Anurag Tangri is a Lead Data Scientist at Visa. He was a Big Data Engineer for almost a decade but developed a great interest in AI domain along the way and ended up joining Visa Research to continue his passion for AI. He loves applying AI techniques to his day-to-day job to create innovative products using VISA data. In his current role, he collaborates closely with Business and Product teams at VISA to create data and AI-powered products. Prior to VISA, he has worked at companies like Yahoo and Groupon and has 7+ years of experience in Payments domain.

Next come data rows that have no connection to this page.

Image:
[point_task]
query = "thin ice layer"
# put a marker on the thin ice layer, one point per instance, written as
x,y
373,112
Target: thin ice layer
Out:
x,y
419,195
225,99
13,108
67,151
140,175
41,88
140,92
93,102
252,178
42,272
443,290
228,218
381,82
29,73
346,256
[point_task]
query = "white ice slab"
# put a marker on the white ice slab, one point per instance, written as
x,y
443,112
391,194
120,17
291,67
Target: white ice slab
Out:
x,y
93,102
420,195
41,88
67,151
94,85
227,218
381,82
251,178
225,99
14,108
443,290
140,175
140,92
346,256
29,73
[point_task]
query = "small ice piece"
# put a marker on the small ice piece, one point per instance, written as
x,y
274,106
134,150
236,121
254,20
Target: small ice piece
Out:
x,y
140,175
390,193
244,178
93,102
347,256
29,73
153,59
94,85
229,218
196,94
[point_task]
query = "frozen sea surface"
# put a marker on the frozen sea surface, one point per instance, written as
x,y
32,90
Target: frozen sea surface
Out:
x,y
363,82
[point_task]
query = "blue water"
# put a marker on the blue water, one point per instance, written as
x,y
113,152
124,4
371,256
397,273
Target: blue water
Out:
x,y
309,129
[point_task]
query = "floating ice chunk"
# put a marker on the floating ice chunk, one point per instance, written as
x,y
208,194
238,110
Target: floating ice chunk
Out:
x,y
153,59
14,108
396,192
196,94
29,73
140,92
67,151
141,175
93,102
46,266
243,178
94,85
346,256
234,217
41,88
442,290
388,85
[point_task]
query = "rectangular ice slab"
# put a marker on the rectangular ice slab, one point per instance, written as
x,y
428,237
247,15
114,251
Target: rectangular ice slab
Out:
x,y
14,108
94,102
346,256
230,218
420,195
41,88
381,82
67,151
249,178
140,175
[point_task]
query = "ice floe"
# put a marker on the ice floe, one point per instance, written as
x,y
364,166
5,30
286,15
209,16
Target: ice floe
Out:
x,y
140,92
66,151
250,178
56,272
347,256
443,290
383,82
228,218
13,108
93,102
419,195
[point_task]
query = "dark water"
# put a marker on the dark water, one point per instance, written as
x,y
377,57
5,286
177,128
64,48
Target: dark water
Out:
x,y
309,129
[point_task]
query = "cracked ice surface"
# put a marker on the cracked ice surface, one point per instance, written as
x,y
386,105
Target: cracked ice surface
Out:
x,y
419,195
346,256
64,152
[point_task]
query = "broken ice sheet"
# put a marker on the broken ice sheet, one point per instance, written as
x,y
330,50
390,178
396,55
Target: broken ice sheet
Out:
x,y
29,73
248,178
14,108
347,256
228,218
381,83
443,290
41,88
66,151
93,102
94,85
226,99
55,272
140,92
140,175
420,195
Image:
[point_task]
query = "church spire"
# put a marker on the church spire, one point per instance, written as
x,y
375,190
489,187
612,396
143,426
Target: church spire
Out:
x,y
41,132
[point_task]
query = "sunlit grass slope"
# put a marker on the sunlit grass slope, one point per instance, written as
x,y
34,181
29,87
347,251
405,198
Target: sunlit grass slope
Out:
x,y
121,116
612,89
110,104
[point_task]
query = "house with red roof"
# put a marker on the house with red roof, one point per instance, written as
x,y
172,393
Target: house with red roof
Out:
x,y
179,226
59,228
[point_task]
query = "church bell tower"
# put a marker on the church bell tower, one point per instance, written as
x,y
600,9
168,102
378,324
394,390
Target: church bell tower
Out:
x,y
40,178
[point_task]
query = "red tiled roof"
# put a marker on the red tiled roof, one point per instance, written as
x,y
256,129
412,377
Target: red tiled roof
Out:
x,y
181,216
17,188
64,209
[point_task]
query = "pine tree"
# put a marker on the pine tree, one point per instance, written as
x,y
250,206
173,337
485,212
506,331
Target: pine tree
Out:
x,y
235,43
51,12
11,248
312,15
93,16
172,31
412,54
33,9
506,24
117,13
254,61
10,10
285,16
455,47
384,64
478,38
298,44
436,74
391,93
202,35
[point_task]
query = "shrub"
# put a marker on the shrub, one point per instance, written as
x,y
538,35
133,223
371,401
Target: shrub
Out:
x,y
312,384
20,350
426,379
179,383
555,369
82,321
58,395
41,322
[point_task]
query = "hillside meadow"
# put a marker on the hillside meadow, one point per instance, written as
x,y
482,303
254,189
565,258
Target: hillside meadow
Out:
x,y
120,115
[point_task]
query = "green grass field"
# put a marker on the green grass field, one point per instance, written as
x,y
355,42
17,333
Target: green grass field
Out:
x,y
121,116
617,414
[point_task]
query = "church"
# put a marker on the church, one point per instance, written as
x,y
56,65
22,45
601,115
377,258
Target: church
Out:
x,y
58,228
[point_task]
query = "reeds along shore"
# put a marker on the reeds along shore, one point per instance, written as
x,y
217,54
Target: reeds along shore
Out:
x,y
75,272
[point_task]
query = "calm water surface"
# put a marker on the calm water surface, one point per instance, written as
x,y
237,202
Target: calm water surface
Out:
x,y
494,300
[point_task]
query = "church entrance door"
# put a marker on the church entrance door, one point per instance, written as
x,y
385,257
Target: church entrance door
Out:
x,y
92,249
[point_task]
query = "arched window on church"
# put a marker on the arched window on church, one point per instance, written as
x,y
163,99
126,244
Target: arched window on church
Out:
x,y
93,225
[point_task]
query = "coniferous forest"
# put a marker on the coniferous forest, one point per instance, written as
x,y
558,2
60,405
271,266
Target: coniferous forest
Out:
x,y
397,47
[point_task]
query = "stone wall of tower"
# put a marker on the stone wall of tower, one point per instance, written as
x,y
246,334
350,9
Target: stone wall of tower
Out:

AI is becoming omni-present and is influencing the Payments industry in a big way. At VISA, AI driven-products are changing the way we do our business. Merchants are one of the core entities in any payments network. Millions of merchants are observed to be added to the payments ecosystem every month. Some of these are indeed new businesses but a significant fraction, are merchants that have created a new identity with changed attributes. For Visa, it is essential & highly beneficial to have an oversight of how a merchant is in our network. Being able to do so on a continuous basis leads itself to several use-cases as risk-mitigation, loyalty programs etc.
At VISA, we're using AI, big data tools and our suite of internal products to detect merchant changes. Our AI model currently leverages the scale and depth of VISA data along with a suite of AI techniques to track a merchant with very high accuracy. Accuracy and timeliness are of utter importance because not knowing the merchant and its whereabouts can lead to incorrect merchant offers and delays in merchant queries. In this talk, we will share details about our AI model that looks at merchant patterns over regular intervals. We will discuss the specialized data engineering used and several aspects of the model architecture that includes the traditional Machine Learning and consumer behavior pattern based approaches, continuing onto unsupervised learning techniques using near-duplicate algorithms like Locality Sensitivity Hashing from Spark ML.